効果てきめんで、ITオンチな母でも検索窓の右端にあるマイクのアイコンをタップし、今度はものの数秒でマクドナルドのページを検索できました。さっきまで眉間にしわを寄せながら小さい画面をにらみ続けていた母も、「なんだ、簡単じゃん」と余裕の表情です。
「明日の東京の天気は?」「○○駅までどうやって行くの?」などの口語にも反応してくれるなど、使いこなせれば音声検索はかなり便利ですが、「何ができて何ができないかよく分からないから、そういうのはまだいい」と言われてしまいました。現時点では、「タッチ入力の代わりに単語を入力する手段」として割り切っているようです。
また、老眼で小さい文字を見るのが大変そうだったので、文字サイズを大きくしようとしたら、「普通のままでいい」と拒否されました。「便利に使いたい」という気持ちと、「なるべく若い人たちと同じように使いたい」という思いが複雑に同居しているのです。
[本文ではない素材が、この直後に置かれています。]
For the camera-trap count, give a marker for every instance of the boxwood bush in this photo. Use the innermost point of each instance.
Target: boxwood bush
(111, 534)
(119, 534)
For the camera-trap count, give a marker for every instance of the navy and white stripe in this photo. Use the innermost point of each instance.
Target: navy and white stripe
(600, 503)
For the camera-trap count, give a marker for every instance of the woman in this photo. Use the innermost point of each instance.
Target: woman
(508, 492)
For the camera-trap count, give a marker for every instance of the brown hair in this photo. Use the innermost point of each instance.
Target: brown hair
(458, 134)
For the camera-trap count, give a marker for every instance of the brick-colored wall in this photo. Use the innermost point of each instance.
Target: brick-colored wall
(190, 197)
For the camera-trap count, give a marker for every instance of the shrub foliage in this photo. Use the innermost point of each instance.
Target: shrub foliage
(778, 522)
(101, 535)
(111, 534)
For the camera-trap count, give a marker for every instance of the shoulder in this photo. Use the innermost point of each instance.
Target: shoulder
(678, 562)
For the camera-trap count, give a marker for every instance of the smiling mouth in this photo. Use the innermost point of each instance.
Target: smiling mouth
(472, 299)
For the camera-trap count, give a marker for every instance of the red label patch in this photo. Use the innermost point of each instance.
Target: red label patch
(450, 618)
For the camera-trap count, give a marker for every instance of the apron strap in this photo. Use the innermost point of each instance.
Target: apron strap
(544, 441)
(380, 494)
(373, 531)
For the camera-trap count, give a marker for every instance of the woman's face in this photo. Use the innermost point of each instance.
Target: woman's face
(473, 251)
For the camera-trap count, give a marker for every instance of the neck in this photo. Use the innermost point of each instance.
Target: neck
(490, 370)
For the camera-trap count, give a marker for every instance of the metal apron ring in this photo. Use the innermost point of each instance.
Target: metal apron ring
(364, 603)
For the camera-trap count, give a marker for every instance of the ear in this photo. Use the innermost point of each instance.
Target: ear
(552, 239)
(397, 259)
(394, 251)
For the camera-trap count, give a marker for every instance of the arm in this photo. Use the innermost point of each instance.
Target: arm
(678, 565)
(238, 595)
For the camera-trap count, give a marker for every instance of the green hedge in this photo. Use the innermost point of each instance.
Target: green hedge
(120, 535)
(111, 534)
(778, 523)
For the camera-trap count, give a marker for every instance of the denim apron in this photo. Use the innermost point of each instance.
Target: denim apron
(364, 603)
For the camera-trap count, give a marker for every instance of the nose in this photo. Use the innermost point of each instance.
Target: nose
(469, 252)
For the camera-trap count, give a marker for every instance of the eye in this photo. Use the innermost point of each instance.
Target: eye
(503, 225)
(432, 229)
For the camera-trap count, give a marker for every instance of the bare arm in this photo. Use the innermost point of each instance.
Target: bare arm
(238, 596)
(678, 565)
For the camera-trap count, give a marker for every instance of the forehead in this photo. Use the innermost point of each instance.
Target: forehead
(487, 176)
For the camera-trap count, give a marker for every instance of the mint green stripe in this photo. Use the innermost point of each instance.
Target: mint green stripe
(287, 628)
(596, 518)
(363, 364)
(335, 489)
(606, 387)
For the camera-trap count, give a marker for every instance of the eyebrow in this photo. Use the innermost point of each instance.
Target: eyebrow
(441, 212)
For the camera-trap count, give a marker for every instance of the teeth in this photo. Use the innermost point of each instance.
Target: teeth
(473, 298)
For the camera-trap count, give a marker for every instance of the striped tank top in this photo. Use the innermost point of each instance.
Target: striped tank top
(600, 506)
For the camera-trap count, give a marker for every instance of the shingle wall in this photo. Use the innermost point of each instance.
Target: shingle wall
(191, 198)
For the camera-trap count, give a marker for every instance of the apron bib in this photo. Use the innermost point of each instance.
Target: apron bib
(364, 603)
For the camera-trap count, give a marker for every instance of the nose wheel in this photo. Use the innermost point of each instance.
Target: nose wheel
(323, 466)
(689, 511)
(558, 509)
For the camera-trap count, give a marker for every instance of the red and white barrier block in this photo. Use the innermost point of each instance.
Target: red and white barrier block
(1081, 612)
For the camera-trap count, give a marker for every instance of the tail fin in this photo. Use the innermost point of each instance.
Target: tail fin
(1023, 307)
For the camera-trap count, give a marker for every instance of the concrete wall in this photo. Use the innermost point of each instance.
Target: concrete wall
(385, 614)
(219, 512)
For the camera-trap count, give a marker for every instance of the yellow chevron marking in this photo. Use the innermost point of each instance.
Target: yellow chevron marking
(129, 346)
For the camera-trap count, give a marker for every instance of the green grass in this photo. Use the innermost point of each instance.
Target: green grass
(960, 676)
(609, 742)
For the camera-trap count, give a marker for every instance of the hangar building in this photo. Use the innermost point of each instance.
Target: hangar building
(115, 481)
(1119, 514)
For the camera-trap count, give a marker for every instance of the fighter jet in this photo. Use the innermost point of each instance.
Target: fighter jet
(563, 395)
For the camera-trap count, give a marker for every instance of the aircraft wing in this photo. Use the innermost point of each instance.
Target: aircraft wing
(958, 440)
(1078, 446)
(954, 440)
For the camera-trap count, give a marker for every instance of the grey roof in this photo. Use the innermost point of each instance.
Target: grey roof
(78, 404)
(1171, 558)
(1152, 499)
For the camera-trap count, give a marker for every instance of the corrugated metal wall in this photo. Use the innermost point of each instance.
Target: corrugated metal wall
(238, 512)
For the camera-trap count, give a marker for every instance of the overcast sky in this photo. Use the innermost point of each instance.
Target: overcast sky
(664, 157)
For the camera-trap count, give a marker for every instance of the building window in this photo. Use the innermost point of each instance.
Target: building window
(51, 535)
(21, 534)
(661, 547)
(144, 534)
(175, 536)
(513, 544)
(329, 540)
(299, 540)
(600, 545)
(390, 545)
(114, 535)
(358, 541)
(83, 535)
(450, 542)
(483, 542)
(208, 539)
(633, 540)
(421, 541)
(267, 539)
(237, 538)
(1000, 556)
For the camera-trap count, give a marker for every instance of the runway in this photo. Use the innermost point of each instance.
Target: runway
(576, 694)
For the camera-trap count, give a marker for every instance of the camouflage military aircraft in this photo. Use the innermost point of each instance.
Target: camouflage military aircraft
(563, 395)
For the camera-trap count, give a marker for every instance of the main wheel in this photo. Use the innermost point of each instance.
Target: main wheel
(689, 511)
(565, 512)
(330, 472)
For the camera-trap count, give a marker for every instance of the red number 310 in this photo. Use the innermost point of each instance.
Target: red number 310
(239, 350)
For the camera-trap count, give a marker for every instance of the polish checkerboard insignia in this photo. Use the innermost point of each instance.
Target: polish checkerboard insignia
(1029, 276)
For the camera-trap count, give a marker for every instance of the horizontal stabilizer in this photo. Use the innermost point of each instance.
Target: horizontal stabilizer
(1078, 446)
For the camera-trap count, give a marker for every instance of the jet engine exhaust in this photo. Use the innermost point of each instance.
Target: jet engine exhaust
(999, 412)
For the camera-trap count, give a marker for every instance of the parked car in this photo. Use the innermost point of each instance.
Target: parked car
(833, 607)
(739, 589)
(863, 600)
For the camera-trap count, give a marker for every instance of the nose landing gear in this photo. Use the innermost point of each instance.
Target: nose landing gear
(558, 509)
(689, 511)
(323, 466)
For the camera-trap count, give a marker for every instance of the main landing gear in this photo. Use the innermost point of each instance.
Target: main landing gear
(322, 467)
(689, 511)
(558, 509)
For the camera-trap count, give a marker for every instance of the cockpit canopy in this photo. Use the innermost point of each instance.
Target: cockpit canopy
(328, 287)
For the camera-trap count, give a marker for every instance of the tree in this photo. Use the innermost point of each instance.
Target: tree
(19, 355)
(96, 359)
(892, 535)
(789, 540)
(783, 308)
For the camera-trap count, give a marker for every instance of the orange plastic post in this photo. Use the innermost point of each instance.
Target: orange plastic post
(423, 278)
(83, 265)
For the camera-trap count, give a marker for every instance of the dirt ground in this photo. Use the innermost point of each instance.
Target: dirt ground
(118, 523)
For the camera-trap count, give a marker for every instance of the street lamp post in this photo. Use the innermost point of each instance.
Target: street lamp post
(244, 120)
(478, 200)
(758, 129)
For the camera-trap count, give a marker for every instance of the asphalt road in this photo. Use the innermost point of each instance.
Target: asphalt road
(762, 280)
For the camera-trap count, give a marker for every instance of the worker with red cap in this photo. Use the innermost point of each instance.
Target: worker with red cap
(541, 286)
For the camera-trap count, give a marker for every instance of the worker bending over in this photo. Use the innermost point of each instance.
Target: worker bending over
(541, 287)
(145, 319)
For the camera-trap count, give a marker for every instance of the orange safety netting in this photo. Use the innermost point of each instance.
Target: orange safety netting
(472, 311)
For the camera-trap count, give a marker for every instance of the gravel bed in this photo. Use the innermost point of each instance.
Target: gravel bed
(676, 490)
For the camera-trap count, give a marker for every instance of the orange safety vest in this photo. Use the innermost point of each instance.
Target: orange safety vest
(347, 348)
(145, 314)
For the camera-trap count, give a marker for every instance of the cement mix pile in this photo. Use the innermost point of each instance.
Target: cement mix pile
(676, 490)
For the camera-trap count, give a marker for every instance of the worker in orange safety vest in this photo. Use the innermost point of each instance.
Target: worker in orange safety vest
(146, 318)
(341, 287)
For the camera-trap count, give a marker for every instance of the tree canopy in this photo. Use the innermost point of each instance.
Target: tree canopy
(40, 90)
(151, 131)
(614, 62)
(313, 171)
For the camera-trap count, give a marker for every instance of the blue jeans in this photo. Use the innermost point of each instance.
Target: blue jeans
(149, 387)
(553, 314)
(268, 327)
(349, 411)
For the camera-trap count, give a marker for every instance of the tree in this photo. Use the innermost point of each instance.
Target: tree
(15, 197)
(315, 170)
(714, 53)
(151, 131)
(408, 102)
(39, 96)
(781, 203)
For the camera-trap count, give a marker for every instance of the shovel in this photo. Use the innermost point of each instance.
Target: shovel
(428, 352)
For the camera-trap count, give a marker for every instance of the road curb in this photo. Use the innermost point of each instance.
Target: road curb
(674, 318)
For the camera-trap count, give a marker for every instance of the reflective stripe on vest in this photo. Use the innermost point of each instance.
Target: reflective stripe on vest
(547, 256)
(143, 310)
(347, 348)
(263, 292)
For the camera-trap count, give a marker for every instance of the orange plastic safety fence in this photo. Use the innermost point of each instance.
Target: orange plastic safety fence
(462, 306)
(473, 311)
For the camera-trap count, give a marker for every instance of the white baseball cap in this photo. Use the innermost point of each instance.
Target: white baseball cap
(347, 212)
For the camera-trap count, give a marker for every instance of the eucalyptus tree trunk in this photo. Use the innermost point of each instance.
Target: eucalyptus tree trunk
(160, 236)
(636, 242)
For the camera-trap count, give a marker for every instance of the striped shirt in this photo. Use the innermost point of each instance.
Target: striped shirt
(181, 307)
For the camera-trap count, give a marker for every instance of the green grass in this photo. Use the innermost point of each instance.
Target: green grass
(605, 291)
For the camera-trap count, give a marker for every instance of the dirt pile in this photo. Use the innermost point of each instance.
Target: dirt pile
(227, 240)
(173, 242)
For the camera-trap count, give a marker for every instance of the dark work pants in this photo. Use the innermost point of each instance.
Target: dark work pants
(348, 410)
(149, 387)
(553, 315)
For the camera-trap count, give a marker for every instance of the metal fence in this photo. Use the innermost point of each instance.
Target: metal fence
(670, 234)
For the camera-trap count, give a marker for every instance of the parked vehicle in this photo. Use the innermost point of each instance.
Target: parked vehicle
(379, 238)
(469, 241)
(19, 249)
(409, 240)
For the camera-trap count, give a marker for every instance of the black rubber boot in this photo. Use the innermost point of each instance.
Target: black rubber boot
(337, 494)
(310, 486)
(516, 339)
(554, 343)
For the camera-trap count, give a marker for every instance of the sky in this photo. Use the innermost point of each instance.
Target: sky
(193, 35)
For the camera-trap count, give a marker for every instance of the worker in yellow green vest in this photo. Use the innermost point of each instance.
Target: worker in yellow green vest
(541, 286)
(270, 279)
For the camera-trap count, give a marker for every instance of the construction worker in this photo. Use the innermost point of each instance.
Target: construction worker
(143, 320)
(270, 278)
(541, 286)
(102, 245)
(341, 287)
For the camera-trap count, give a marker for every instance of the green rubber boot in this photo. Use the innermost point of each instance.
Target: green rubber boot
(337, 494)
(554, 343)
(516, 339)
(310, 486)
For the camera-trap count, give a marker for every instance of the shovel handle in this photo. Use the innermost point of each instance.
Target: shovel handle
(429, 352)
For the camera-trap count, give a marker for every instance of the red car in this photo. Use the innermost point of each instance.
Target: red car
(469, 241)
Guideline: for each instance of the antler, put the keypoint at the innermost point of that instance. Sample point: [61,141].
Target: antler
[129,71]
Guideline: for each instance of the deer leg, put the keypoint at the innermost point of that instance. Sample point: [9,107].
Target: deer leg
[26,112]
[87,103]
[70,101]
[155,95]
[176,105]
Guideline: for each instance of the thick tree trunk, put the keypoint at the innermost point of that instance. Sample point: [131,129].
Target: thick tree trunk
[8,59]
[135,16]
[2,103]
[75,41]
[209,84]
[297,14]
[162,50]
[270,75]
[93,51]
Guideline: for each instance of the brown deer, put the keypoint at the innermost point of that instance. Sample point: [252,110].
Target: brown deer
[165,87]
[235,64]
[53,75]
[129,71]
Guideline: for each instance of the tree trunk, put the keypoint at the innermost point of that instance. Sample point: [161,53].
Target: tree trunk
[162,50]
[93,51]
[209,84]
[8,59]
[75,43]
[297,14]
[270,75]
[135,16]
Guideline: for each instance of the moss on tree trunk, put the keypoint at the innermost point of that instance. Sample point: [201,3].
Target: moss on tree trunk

この複雑な大人心は、らくらくスマートフォンへの機種変更を勧めたときの、「(らくスマは)老人扱いされてるようだし、ダサいから嫌だ」という言葉に集約されていました。CMで若者たちが音声検索を使いこなす姿は、親世代にもちょっぴりかっこよく映っていたようです。母なら恥ずかしがらずに、街中でも堂々と「OK,Google」と言ってくれるかもしれません。